中国観の分裂と悲劇

ー「後書き」の後書きー

趙 軍


 一部の日本における大アジア主義の発展史は、同時に日本人のアジア観特に中国観の変遷史でもある。実例を通してその変遷の全体像を整理しようとするのが、拙著の目標の一つである。個別で見てみると、明治30年代の宮崎滔天は、「我邦人従来余り支那人民を軽侮するに過ぎたり。此人民は決して軽侮す可き人民に非ず。寧ろ英露の強よりも恐る可き人民なると信ず。今や支那国の存亡興廃に付ては重要問題として世人の均しく注視する所なり。是れ無論重要問題たるに相違いなし。然れども殊に支那人と云ふ一種の奇妙の人種には、猶ほ深く世人の注目留意せんを望む。思ふに戦争なるものは勝ても負ても一時の者なり。畢竟は人種生存の競争に帰す。人種の生存競争の終局は、社会経済の理に依つて支配せらるゝものなるを知らば、支那人は将来の世界に於て実に絶大無比の勢力者たるを忘る可からず。」(「暹羅に於ける支那人」『宮崎滔天全集』第五巻)と言い、中華民族の潜在力に対する認識を表した。しかし、当時日本世論の全体的な流れを見れば、アジア諸国の振興を呼び続けた「興亜論」と、アジアを征服することによって日本の強国化を目指した「征亜論」との間の意見対立は、すでに「征亜論」の圧倒的な優位で決着を付けたのである。
 幕末から現れてきた「興亜論」の源流は、平野国臣・勝海舟らが提唱した「日清提携論」などが挙げられる。その頂点にあるのが、自由民権運動中の植木枝盛・板垣退助の「万国協議政府」説である。この時期の日本人のアジア認識には、アジアを一つの運命共同体と見なしていると同時に、アジア諸国を提携・連帯できる仲間として位置づけ、対等的立場と助け合いの気持ちでアジアを接しようとした。「支那革命主義」などの手段を通して、真に共存共栄の新しいアジアへの道を探し続けた宮崎滔天もこれらの主張から栄養を汲み取って中国と縁を結んだのである。
 一方、「千歳丸」の高杉晋作を始めとする日本人の中国旅行者が目にしたのは、欧米資本主義諸国の支配下、搾取と圧迫に辛抱強く耐えながら最低限の生活を送っていた中国人の現実の生活風景であった。
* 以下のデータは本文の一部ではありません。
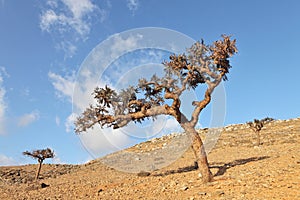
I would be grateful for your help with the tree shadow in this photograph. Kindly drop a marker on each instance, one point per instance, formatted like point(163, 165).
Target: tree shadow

過酷な環境の下で自己保身を最優先せざるを得なくなった中国庶民の暮らしぶりは、主に中国古典文化によって形成された日本人の中国イメージをぶち壊して、彼らの中国観に変化をもたらし始めた。逆境であるこそ顕れやすい民族性のマイナスな側面は、目撃頻度の増加によって次第に中国人民族性の全体像として固定化され、逆に積み重ねる現地での生活体験がなければ比較的に見出しにくい民族性の長所などは、覆い隠されてしまった。そこから「支那蔑視」の風潮が醸成され、さらに日清戦争の戦勝によって大いに増幅された。
 アジアへの謙虚心が失った時点から、アジアを見る目も冷静さが薄くなり、傲慢さが浮上し始めた。列挙諸国の仲間入りに夢中だった福沢諭吉は、中国と印度の港でアジア人労働者がイギリス人に使役され、過酷な肉体労働を強要されているのを見て、「圧制も亦愉快なる哉」と感嘆を漏らし、イギリス人に取って代わって中国人・インド人をこき使う夢を見た。欧米志向の文明論に源を発した価値観と道徳観の異変は、伝統的アジア観を覆った決定的な要因となった。
 その後の大アジア主義者や「支那通」たちの中国観には、溢れたほどの中国人「民族性劣悪論」類の意見は出てきた。拙著で登場した大陸浪人の諸公は、程度の差があるとは言え、大半似た立場と見方を持っていた。例えば、川島浪速は辛亥革命の嵐の中に著書を刊行して、「支那人ハ五千年来旧文明ノ為ニ既ニ爛熟腐朽シ来レル民族ニシテ社会的膠結力殆ト消耗シ四億万ノ分子ハ恰モ砂ノ如ク到底堅固ナル団結体ヲ自動的モ造リ出スコト不可能ト為リ所謂亡国的性格ハ近キ数百年間ニ著シク成熟シ来レルヲ以テ近キ将来ニ於テハ支那人中何人カ如何ナル政体ヲ応用スルモ決シテ統一ヲ成立セシムル望ナキコト」(『対支那管見』)と述べ、中国人には国と民族を空前の危機から救う能力と革命性が全く持っていないと断言した。内田良平も、辛亥革命は「畢竟一部外国遊学生等の洋籍を生呑活剥したるに過ぎず、一般国民に在りては、政事のために自家の産業を妨害せらるゝは、寧ろ其苦痛に耐えざるもの」と断案して、「一の畸形国」である中国では「泰西の謂ゆる革命」が発生する可能性はとうてい考えられないと結論づけた(『支那観』)。そのため、内田はこれから日本政府も「列強の為す所の如く、冷頭冷血、彼(中国を指す)の存亡を以て彼自ら存亡するに任じ、我は之に対して専ら高圧的手段を取り、酷烈に我が勢力を扶植し、厳密に我が利益を攫取することに在るなり」という侵略方針を提言した。歪んだアジア観と中国観は、安易に極端的な拡張主義主張を作り出し、語り手によっては、アジア侵略の道具として生まれ変わる可能性も十分にあったと言えよう。
 ますます鈍感となってきた「支那通」たちの中国観は、国の政策にも影響を広げたとき、厳重な結果を引き起こる。1937年7月の「七・七事変」前後、半年前の「西安事変」の解決によって国民党と共産党の抗日民族統一戦線がすでに結成され、中国の民衆は「一皿の散乱した砂」ではなくなかったなどの事実は無視され、中国に「一撃」さえを与えれば、数ヶ月のうちに中国全土を易々征服できる見方は日本中の世論であった。冷静な観察力を失ってしなかったのは、尾崎秀実を含めてわずか数人しかいなかった。
 大陸浪人と「支那通」たちの時代は、すでに過去の歴史となっていた。その歴史から汲み取るべき教訓について、拙著では詳しく開陳できなかったが、これから読者のみなさんと一緒に探求していきたい。

 注:これは内山書店の雑誌『中国図書』1998年第12号で発表された論文であり、正式発表したときさらなる訂正と加筆を加えたが、ここで公表したのは、その元々の原稿です。